Der größte Sieg in der noch jungen Karriere scheint Jan Ullrich fast ein bisschen zu überfordern. Artig empfängt der junge Mann aus Rostock an diesem 15. Juli 1997 die obligatorischen Küsse für den Sieger, schlüpft erstmals ins Gelbe Trikot der Tour und blickt schüchtern vom Podest herab. Nur Minuten zuvor ist das rothaarige Wunderkind mit den Sommersprossen und der goldenen Creole im linken Ohrläppchen alles andere als schüchtern den Anstieg nach Andorra Arcalis hinaufgeflogen und hat die Radsport-Welt endgültig auf den Kopf gestellt.
"Epochal", "von einem anderen Stern", "Jahrhunderttalent", "Le Patron" - die sonst eher nüchternen Radsport-Kommentatoren der 90er-Jahre, sie überbieten sich an diesem Sommertag mit Superlativen. Ullrichs Triumphzug ins Gelbe Trikot, mit dem er den Grundstein für seinen späteren Toursieg legt, lässt niemanden kalt. "Es war einfach mega beeindruckend, was er da gemacht hat", sagt sein damaliger Teamkollege Rolf Aldag der ARD im Rückblick: "Man sieht es im Fernsehen, im Bewusstsein der eigenen Schmerzen, dass der da mit dem großen Kettenblatt losgefahren ist."
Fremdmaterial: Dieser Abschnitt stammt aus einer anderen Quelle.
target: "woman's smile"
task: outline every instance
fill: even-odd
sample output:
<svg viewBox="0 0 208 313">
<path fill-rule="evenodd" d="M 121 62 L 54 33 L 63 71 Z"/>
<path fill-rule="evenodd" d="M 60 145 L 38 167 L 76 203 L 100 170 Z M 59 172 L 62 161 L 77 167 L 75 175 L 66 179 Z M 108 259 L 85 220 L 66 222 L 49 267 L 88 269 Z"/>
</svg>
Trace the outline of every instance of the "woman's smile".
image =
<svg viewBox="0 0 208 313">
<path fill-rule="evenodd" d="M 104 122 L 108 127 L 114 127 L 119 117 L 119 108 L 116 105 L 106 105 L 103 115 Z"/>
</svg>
Auf dem großen Kettenblatt setzt Ullrich eine Attacke, die die Favoritengruppe in ihre Einzelteile zerlegt. Ein Jahr nachdem ihn die Stallorder im Team Telekom und Kapitän Bjarne Riis noch ausgebremst hatten, fährt Ullrich die Konkurrenz in Grund und Boden. Zwölf Tage später krönt er sich in Paris zum Tour-Sieger - als erster und bislang einziger deutscher Radrennfahrer.